Казалось, что Юрий искал отрадного голоса. Он обратился к Шемяке.
"А ты, Димитрий?" — спросил он.
— Государь родитель! Или не должно было приступать к чаше, или надобно пить ее до дна… — отвечал Шемяка в замешательстве.
Юрий уныло опустил голову. Но вдруг он снова обратил глаза на Иоанна. "Ну, а поступок мой с боярами Василия, Иоанн Димитриевич?" — спросил Юрий быстро.
— Внушен тебе добрым, незнающим людей сердцем твоим, государь! Ты мог даровать им жизнь, только жизнь, но даже не должен был давать свободы. Москву надобно было вымести от этого сора, от этих пустых голов, глупых бород, которые теперь сели тебе на шею. Строгость к боярам порадовала бы народ. И чего ждешь ты от них? Если надобны тебе толстые пузаны и длинные бороды, то разве мало их у тебя своих? И почему не кликнул ты кличи из Твери, из Новгорода, из Рязани? Лучший народ понял бы тебя и перешел бы к тебе. Через это ты еще ослабил бы власть князей. Теперь же ты связал себе руки в Совете, посадив Васильевых бояр. Попытайся: вели им теперь молчать и они оскорбятся и будут недовольны, когда просидев года по два в тюрьме на хлебе и воде они кланялись бы тебе в ноги за жизнь свою, а ты имел бы время устроить все по-своему.
"Но почему не одобряешь ты, боярин, выбора Исидора в митрополиты?"
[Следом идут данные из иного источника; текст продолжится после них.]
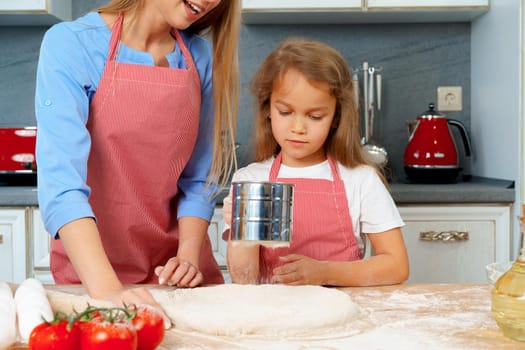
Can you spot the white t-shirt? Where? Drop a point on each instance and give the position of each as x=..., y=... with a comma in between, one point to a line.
x=371, y=206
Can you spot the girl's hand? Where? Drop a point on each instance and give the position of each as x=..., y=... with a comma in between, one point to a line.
x=180, y=273
x=298, y=270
— Кроме того, государь, что о нем идет в народе молва, будто он тайный сообщник Римского Папежа…
"Клевета!"
— Но народ должно уважить в подобных клеветах, и лучше тебе свалить десяток голов, любимых народом, нежели поставить над ним одну, им нелюбимую. Кроме того, государь, ты оттолкнул от митрополитства доброго Иону, которому давно голос народа присуждал сей высокий сан, когда еще был он просвирником в Симоновской обители. Подобные поверья народные всегда надобно уважать тебе, государь!